The island of Elephanta-the glorious abode of Lord Shiva and an epitome of Hindu cave culture, consists of seven caves with decorated temples bear a distinctive testimony to a civilization that has disappeared. The main cave is said to be filled with Indian art in its most perfect expression. The island was originally called Gharapuri -the 'City of Caves’. However it was changed to 'Elephanta' named after the enormous stone elephant found there by Portuguese. This elephant was cut into pieces, re-moved to Mumbai's Victoria Gardens and reassembled.
The caves are a designated UNESCO world heritage site and date back to the 9th and 13th century and are famous for their wonderful sculptures and depictions of Hindu geometrical ‘Mandala’ and depictions of the three faces of Trinity, Vishnu and Maheshwara. As per UNESCO the caves are a representation of a masterpiece of human creative genius. The art work of these caves is worth praising; inspired by much of mythology and spiritual beliefs of lord Shiva. The carvings and cuttings of sculptures tell much about the Buddhism and Hindusim. The carvings there depict Trimurti Sadashiva, Yogishwara and Natraja.
Various other structures are also noteworthy for their forms, dimensions, themes, representations, and execution. The Elephanta Caves are result of a long artistic tradition, but are example of remarkable innovation at that. Apart from its history, the interest lies in the fact that all the archaeological components in the Elephanta Caves are preserved in their natural settings. Also, authenticity of the property has been well maintained since its inscription on the 'World Heritage List'.
The name of the place is believed to have been kept by the Portuguese as they noticed a number of elephant statues, back then. The Portuguese soldiers’ were the ones who destroyed the caves and sculptures at first. The major attempts of prevention were taken by the British India to prevent the caves from further damage. UNESCO World Heritage worked for the restoration of the damaged monuments somewhere in the 1970’s. The place was designated as a World Heritage site in 1987.

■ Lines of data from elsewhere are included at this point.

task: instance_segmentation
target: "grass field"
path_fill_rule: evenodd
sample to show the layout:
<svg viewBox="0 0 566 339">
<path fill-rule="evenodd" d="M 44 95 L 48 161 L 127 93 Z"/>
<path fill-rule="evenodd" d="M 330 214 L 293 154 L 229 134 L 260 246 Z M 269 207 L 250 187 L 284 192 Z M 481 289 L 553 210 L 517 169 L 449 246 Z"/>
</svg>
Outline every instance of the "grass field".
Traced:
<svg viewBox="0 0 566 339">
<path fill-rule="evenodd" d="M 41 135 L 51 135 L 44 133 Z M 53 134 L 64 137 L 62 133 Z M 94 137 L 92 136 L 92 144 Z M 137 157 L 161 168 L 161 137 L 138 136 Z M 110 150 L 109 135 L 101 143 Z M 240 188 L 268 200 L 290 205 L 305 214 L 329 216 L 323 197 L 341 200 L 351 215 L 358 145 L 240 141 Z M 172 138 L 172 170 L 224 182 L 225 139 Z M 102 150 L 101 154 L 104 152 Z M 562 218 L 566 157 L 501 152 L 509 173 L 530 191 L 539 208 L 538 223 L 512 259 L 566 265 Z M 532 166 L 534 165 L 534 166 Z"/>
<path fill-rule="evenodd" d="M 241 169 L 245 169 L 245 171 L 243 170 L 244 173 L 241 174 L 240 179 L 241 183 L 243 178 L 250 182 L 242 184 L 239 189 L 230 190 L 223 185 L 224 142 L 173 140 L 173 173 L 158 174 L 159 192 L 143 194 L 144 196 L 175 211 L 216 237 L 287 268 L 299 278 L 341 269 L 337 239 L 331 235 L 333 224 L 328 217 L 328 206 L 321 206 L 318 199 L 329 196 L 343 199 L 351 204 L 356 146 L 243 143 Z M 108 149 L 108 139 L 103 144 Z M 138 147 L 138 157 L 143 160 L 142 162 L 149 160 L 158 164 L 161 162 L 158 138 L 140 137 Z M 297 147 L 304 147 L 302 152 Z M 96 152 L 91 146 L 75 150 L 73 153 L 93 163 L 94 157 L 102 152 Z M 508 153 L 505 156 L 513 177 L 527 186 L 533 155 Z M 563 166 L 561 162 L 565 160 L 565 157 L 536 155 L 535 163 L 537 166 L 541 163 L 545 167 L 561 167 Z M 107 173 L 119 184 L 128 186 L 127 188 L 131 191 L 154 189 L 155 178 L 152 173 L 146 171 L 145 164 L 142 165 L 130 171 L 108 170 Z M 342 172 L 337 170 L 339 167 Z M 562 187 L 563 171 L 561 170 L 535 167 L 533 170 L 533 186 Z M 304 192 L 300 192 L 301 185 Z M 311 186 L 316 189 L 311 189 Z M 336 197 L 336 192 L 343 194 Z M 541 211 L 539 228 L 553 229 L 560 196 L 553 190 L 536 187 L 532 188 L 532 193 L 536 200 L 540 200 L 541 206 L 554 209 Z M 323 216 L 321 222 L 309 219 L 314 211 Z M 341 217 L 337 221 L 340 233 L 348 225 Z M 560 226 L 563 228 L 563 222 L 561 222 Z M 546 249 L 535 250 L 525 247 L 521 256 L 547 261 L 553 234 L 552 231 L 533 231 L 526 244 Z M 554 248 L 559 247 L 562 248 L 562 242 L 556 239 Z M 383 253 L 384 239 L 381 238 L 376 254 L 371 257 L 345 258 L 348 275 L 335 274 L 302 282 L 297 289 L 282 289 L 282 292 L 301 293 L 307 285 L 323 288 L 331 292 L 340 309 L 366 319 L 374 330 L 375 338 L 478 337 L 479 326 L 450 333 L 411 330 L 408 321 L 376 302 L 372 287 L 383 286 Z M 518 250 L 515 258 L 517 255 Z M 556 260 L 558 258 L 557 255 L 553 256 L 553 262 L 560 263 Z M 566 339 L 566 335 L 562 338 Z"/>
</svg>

Moreover, Elephanta Island is quiet and picturesque, with light-green foliage. If you visit at right time of the year, you can also catch a glimpse of the spectacular dance festival held at Elephanta Island every February. It is so beautiful till date that one can only imagine of its beauty back then. Though there is no night stay permitted on the island, it is a great place to get away from the rushing Mumbai life. This trip to the caves will take you back in time...when faith, religion, hard labour, art and romanticism served as a base for everyday living. The Elephanta Caves are a magnificent testament to the aesthetics of a forgotten world and stand as one of the most popular tourist destinations.